The commercial drone industry and government organisations see BVLoS (Beyond Visual Line of Sight) as the greatest barrier to commercial drones reaching their true potential. The challenges of BVLoS are numerous and whilst technology has advanced quickly, legislation has naturally struggled to keep up. The latest CAA exemptions offered to the emergency services in the UK, coupled with pioneering work of some leading manufacturers/service providers have paved the way for the future use of BVLoS operations.
Updated 22nd September 2017: BVLOS exemption for UK emergency services.
The rules right now
The current rules in the UK state that drone operations must be carried out within normal visual line of site – up to 400ft (122m) high and 500m in every direction. Of course, there are very good safety reasons for these restrictions. A drone is a lethal weapon in the wrong hands, even when line of sight rules are being adhered to. Imagine how much more dangerous a drone flying out of sight would be. That’s why it’s very hard to get permission for a BVLOS operation.
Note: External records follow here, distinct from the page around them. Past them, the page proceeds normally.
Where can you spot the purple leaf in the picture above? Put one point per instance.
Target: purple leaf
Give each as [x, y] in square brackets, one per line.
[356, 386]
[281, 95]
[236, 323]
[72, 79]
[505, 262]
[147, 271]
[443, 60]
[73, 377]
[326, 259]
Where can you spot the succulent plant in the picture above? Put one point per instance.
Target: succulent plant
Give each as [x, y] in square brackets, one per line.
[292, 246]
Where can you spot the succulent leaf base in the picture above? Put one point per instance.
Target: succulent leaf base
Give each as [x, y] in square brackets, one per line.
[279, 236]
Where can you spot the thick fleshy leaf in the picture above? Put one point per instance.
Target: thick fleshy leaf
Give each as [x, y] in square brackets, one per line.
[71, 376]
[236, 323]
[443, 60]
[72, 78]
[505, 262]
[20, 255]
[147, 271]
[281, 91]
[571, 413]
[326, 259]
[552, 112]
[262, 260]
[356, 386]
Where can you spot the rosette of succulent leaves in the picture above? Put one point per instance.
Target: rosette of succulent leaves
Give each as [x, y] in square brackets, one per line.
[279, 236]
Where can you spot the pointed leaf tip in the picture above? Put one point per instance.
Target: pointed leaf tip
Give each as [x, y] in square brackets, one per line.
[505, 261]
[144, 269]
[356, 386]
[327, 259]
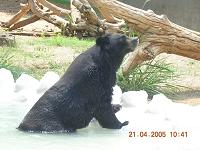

But compare that line of sight distance to what a helicopter can do or a plane. It’s a pretty limited area and it means that drone operations are automatically restricted. The potential for BVLOS operations is huge, across a multitude of sectors. Imagine a drone that could fly over massive fields hundreds of miles square, for example or one which could search for survivors or pinpoint collapsed buildings and roads across thousands of miles of inhospitable, highly challenging territory. But it will take time, experience and serious investment in the right technology to make these operations commonplace.
At the moment, authorised BVLOS operations are few and far between in a civilian context – they do take place regularly in the military. That said, they’re slowly starting to happen.
Drone company senseFly has just gained the first ‘anytime’ BVLOS licence in Switzerland, allowing it to carry out BVLOS operations anytime, anywhere in the country using its eBee drones. However, that doesn’t mean a free-for-all – the drones will still be subject to restrictions. They can only fly at a maximum height of 500ft, which increases to 1,000ft above urban areas – and observers must monitor a 2km radium of airspace to check for other aircraft. These observers must have instant communication with the drone operator in case of an emergency.
The same drone is also being used in the UK for ELOS (Extended Line of Sight) operations – operators ATEC-3D used an eBee to survey Littlestone beach in Kent for the UK Environment Agency. The company had to apply for CAA (Civil Aviation Authority) permission for the operation. It used two ground observers 500m apart, and the eBee was allowed to fly up to 1,500m from its operator. The company also notified the local air traffic control room of the operation to create a NOTAM (Notice to Airmen) – a notification of the operation to other airspace users.
BVLOS in action
And there are clearly plenty of opportunities out there, as long as a company is prepared to put in some serious work proving its health and safety and risk assessment models are sound.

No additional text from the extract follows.